One-by-one, however, policemen were able to rescue the women by smashing windows and pulling them into an adjoining building.  In the meantime, another policeman, Officer Suller, entered the blazing building looking for other trapped victims.  "Presently...he came out with Pierre Valligny, whom he had found in an air shaft at the top of the house, unable to get to the street or to the big window, because of the intense heat.  A large crowd which had gathered cheered the policeman as he emerged with the man he had saved."

Low & Hughes was carrying more than $10,000 worth of stock at the time; but none of it was damaged, even by the water.

In 1919, the same year that Carlton Studios Antiques took the parlor floor shop, artist Janet Scudder leased space on an upper floor.  The sculptress was well-established by now and was, perhaps, as well known for her feminist and suffragist efforts as for her artwork.  The ground floor became the Ye Old English Coffee House that year, where 'luncheon, afternoon tea, and dinner" were served.

But on November 1, 1925 the Bridge Whist Club opened here--a much different sort of operation.
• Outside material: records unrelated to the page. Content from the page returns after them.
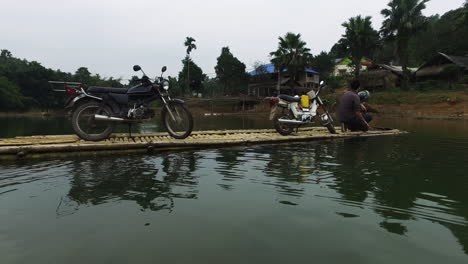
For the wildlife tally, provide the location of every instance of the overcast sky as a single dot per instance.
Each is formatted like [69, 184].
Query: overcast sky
[110, 36]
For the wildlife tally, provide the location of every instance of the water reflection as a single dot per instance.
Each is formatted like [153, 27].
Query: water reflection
[135, 179]
[399, 185]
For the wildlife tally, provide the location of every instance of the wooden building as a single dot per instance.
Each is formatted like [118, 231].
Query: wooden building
[439, 67]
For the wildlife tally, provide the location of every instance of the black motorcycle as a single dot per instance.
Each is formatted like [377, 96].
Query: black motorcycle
[95, 112]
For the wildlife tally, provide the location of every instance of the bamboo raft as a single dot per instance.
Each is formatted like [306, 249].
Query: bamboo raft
[33, 146]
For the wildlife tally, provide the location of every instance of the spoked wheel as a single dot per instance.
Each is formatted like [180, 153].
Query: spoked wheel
[86, 127]
[177, 119]
[283, 129]
[327, 120]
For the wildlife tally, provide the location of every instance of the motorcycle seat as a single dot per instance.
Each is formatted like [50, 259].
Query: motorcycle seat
[290, 99]
[98, 89]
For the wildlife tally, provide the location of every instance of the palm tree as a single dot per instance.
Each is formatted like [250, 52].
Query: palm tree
[189, 43]
[292, 53]
[403, 18]
[360, 39]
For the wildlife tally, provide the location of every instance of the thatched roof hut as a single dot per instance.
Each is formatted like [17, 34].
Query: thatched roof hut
[436, 67]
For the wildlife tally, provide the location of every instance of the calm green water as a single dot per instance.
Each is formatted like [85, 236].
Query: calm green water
[394, 199]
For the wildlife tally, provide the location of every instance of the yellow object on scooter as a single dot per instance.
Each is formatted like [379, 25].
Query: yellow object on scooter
[305, 101]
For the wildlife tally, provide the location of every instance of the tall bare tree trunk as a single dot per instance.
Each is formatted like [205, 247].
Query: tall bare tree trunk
[403, 53]
[278, 87]
[188, 76]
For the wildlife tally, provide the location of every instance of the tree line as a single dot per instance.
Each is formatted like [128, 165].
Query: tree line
[406, 38]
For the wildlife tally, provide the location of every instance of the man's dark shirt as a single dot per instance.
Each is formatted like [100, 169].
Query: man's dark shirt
[349, 105]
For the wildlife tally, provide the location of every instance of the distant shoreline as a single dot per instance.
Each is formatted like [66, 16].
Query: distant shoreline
[200, 107]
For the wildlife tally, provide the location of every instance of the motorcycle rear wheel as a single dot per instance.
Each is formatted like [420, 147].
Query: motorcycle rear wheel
[331, 128]
[179, 122]
[86, 127]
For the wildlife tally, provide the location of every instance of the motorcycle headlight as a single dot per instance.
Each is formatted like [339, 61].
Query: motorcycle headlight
[165, 85]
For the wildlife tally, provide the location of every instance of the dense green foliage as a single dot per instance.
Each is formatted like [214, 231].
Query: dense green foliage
[403, 19]
[195, 83]
[359, 39]
[231, 73]
[292, 54]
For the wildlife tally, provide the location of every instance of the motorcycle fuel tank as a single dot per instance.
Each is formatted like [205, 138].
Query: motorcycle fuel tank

The Bridge Whist Club was a high-end speakeasy.  But it was like no other illegal nightclub in New York.  While well-dressed patrons enjoyed champagne and gin and bootleggers delivered shipments of contraband liquor, it was all being paid for by the Federal Government.

As Edward Behr pointed out in his 1996 Prohibition: Thirteen Years that Changed America, "Wire-linked microphones, built into the club's lampshades, were connected to the earphones of a battery of stenographers working around the clock on a shift basis."  The expensive, undercover sting operation was set up to gather evidence on bootleggers.
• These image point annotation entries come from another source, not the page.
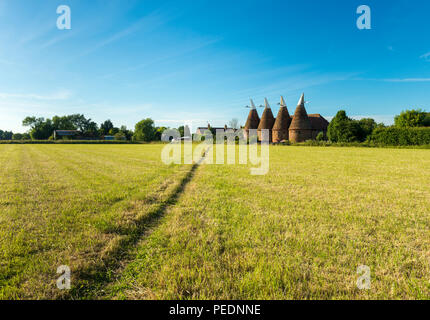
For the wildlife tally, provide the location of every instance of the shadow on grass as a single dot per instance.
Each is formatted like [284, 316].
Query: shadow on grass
[90, 281]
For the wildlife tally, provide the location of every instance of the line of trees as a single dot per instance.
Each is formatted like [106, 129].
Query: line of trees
[411, 127]
[43, 129]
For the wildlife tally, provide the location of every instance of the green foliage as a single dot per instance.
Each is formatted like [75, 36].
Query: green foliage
[41, 128]
[105, 127]
[411, 118]
[320, 136]
[401, 136]
[144, 130]
[426, 121]
[181, 130]
[344, 129]
[120, 136]
[6, 135]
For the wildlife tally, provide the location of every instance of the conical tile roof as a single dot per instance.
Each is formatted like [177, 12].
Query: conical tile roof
[253, 119]
[283, 120]
[301, 120]
[267, 120]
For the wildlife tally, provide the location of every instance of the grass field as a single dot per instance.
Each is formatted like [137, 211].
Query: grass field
[132, 227]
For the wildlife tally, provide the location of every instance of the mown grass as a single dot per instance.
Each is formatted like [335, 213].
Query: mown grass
[299, 232]
[132, 227]
[73, 205]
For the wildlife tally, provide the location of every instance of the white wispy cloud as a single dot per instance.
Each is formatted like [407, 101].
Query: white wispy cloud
[408, 80]
[148, 23]
[59, 95]
[426, 56]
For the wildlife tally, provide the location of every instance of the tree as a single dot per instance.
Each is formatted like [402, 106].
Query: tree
[320, 136]
[426, 121]
[120, 136]
[17, 136]
[181, 130]
[158, 133]
[40, 129]
[410, 118]
[367, 126]
[127, 133]
[344, 129]
[144, 130]
[6, 135]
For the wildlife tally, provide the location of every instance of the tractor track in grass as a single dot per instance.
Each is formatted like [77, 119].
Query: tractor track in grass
[90, 281]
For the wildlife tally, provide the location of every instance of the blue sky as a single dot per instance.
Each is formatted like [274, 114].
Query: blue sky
[200, 61]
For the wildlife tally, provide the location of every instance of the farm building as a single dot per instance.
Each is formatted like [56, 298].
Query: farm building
[253, 120]
[202, 130]
[298, 128]
[267, 121]
[59, 134]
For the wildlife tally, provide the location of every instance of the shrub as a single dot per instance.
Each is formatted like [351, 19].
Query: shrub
[395, 136]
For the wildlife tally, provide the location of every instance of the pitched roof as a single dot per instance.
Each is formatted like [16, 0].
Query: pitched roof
[283, 119]
[267, 120]
[301, 119]
[253, 120]
[318, 122]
On December 20, 1926 A. Bruce Bielaski, head of the Government's under-cover operatives, had to explain the operation to Federal Judge Francis A. Winslow.  The New York Times reported that he explained "he had dealt with bootleggers there solely to obtain information against them and seizing their liquor."

The judge and the public at large seem to have viewed the covert and expensive operation disapprovingly.

In 1931 the third through fifth floors were converted to "bachelor apartments" by architect Patrick J. Murray.  The former Bridge Whist Club space became the Game Cock restaurant perhaps best known for its annual Christmas dinners for underprivileged children.  Owner Jack Stutz entertained and fed more than 200 children every year into the 1950s.   On December 20, 1939 a newspaper reported "this afternoon, Frank Buck will tell adventure tales and Judge John Warren Hill, presiding justice of the Domestic Relations Court, is scheduled to serve as Santa Claus."


The upstairs apartments, two per floor, remained until 1970 when they were converted to office space.  Today the 20th century neo-Georgian commercial store front remains, heavily altered.  And peeking out from above are the two upper floors of Senator Webster Wagner's home where millionaires William H. Vanderbilt and Chauncey Depew once toasted a new marriage.